25. The gravamen of the Appellant’s case is that the Commissioner arrived at the sum of KES. 18,006,461. 00 as the tax payable by the Appellant without considering and taking into account the expenses and costs incurred in the business in accordance with section 15(1) of the ITA.

26. In her submission, the Appellant explained that she took time to give a summary of income and expenditure set out in the schedules at Pages 473 to 484 of the Record of Appeal. The Schedule are extracted from the bank statement and show bank charges, purchases, cash purchases, salaries and wages and transfers. I have looked as the Schedules of Income and Expenditure and they remain exactly that, schedules. They do not indicate the nature of expenditure and the expenditure is not supported by any other documentation.

27. Just as the Appellant argues that it is absurd that a business earning an income of KES 40,218,168. 00 would incur a mere expense of KES 8,402,579. 00, it is equally absurd that a business earning such amount would not document its expenditure. For example, each entry would be supported by documents like supply contracts, utility bills, invoices and delivery notes from suppliers, petty cash vouchers, wage books etc.

28. As I understand the Appellant, the Commissioner ought to have presumed the expenses incurred by her in light of the nature of her business and income she was making notwithstanding that these expenses were unsupported. This is a misapprehension as the burden of proving one’s income and expenses lies with the taxpayer. The only way the Commissioner could have allowed deductions of expenses as per section 15(1) of the ITA is if they were supported to its satisfaction. This is in line with section 54A(1) of ITA which provides as follows:

54A Keeping records of receipts, expenses, etc

(1) A person carrying on a business shall keep records of all receipts and expenses, goods purchased and sold and accounts, books, deeds, contracts and vouchers which in the opinion of the Commissioner, are adequate for the purpose of computing tax. [Emphasis mine]

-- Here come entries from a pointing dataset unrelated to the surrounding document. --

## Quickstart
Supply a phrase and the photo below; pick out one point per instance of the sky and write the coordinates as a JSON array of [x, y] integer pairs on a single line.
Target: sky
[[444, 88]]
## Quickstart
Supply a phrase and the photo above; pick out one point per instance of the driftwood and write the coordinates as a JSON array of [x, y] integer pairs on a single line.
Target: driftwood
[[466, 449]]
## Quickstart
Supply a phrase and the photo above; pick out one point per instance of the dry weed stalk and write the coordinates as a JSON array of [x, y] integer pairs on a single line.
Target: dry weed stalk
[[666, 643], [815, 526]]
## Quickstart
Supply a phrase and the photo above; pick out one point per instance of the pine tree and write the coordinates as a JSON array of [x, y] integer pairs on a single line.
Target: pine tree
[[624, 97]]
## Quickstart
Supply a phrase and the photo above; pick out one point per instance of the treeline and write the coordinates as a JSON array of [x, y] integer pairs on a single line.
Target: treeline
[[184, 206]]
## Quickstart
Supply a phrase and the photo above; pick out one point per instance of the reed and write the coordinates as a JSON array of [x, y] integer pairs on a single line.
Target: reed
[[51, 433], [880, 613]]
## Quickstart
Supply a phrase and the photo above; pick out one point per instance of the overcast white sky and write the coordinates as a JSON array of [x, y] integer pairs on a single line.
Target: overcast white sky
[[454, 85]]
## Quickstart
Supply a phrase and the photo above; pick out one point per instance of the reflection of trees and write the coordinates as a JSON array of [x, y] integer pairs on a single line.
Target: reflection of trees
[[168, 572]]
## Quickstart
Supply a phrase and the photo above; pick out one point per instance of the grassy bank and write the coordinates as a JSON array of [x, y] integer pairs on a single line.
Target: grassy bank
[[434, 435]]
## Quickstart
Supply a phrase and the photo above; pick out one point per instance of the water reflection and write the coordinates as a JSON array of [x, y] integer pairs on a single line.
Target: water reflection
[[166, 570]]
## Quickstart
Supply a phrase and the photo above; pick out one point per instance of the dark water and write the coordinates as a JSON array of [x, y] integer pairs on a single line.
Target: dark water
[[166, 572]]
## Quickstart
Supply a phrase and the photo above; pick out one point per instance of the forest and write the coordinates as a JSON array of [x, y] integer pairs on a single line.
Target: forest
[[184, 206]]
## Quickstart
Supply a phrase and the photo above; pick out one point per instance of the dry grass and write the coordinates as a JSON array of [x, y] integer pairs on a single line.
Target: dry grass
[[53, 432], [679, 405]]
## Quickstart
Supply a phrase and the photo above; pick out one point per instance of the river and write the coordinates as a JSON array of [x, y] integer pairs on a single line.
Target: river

29. Under section 56(1) of the TPA, the taxpayer bears the burden of proving that the tax decision is incorrect. The Commissioner arrived at the revised assessment of KES. 18,006,461. 00 after correspondence and meeting between it and the Appellant. The Appellant was able to present her case to the fullest extent. At the Tribunal, the Appellant did not demonstrate the tax decision was wrong. I therefore do not fault the Tribunal for accepting the conclusions reached by the Commissioner.

Disposition

30. For the reasons I have set out above, I dismiss the appeal with costs to the Respondent.

DATED AND DELIVERED AT NAIROBI THIS 26TH DAY MARCH 2021

D. S. MAJANJA

JUDGE

Ms Kiiru with instructed by Kiiru and Partners Advocates for the Appellant.

Mr Mutua, Advocate instructed by Kenya Revenue Authority for the Commissioner of Investigations and Enforcement.